A second discriminating feature is the fact that Pegasus uses two types of process descriptions: an abstract description of the process to be automated in the form of a directed acyclic graph (DAG) where nodes correspond to user-supplied programs to be executed or to arbitrarily complex sub-processes, and where edges determine the logical flow of the computation and which input/output (I/O) files [sic] the nodes expect or produce.
A separate mapper component of Pegasus optimizes this abstract process flow and transforms it into an actually executable process description capable of being enacted on various workflow engines, for example, HTCondor.
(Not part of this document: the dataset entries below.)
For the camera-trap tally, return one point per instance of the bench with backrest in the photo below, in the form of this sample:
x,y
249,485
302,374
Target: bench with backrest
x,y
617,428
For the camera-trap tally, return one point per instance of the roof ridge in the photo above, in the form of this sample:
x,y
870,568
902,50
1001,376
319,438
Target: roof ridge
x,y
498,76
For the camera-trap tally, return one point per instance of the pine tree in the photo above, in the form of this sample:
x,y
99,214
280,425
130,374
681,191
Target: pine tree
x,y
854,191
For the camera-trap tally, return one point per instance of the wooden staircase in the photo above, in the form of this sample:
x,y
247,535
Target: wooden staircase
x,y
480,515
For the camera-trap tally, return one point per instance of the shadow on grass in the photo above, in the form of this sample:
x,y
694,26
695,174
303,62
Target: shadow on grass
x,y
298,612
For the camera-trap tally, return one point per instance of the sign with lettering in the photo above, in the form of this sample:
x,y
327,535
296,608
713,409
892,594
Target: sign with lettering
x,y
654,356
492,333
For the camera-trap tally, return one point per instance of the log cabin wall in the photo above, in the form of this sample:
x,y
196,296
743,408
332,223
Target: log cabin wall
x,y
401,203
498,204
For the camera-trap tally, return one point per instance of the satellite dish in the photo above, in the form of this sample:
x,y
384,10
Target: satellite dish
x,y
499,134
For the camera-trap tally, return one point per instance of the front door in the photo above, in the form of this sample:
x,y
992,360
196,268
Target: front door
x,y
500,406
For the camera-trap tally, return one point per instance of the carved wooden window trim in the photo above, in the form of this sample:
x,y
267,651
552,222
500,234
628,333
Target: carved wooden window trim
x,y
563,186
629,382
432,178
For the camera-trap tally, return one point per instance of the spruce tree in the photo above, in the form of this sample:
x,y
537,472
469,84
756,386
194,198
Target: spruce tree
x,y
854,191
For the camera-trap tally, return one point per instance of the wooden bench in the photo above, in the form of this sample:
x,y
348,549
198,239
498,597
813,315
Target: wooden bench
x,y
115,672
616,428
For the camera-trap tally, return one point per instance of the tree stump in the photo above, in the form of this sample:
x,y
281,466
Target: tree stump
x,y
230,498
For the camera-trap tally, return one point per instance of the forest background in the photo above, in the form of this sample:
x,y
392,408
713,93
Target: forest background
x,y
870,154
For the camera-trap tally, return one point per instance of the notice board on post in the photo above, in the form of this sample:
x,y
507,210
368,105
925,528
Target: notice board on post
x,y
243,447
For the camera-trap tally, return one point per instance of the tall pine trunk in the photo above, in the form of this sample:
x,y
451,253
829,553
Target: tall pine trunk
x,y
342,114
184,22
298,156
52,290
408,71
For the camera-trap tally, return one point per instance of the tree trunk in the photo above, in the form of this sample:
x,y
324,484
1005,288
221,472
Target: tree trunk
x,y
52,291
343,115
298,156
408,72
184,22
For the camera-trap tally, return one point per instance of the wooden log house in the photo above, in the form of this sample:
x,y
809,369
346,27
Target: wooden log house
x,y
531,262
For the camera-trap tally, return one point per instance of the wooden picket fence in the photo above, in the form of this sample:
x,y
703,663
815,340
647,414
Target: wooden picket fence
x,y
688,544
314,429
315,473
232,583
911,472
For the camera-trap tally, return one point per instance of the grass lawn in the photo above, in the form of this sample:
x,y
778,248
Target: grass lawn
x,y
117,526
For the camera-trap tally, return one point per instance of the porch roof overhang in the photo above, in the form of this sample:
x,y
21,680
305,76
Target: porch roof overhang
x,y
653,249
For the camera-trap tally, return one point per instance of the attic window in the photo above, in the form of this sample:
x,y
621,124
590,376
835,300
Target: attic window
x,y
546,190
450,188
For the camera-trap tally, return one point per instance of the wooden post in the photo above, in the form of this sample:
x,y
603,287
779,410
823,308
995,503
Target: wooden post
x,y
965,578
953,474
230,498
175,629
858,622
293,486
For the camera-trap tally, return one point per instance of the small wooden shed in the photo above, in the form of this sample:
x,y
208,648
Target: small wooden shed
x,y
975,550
This stage uses several catalogs to resolve the purely logical references to nodes (programs) and I/O files to concrete computing resources and data access facilities (from a simple file system to Amazon’s S3 cloud storage).
This approach ensures that domain experts who are not information technology (IT) experts are able to formulate a potentially very large computational problem in a simple way. The Pegasus system itself takes care of optimizing and allocating the process to actual computing nodes, and manages and monitors the execution of the process (potentially consuming millions of wall-clock hours of computation).
The authors explain the breadth of Pegasus to a potentially nontechnical audience. I recommend the paper to any domain expert who is looking for a system to automate really large and genuinely computational processes (that is, without any intermediate user input) in complex IT environments.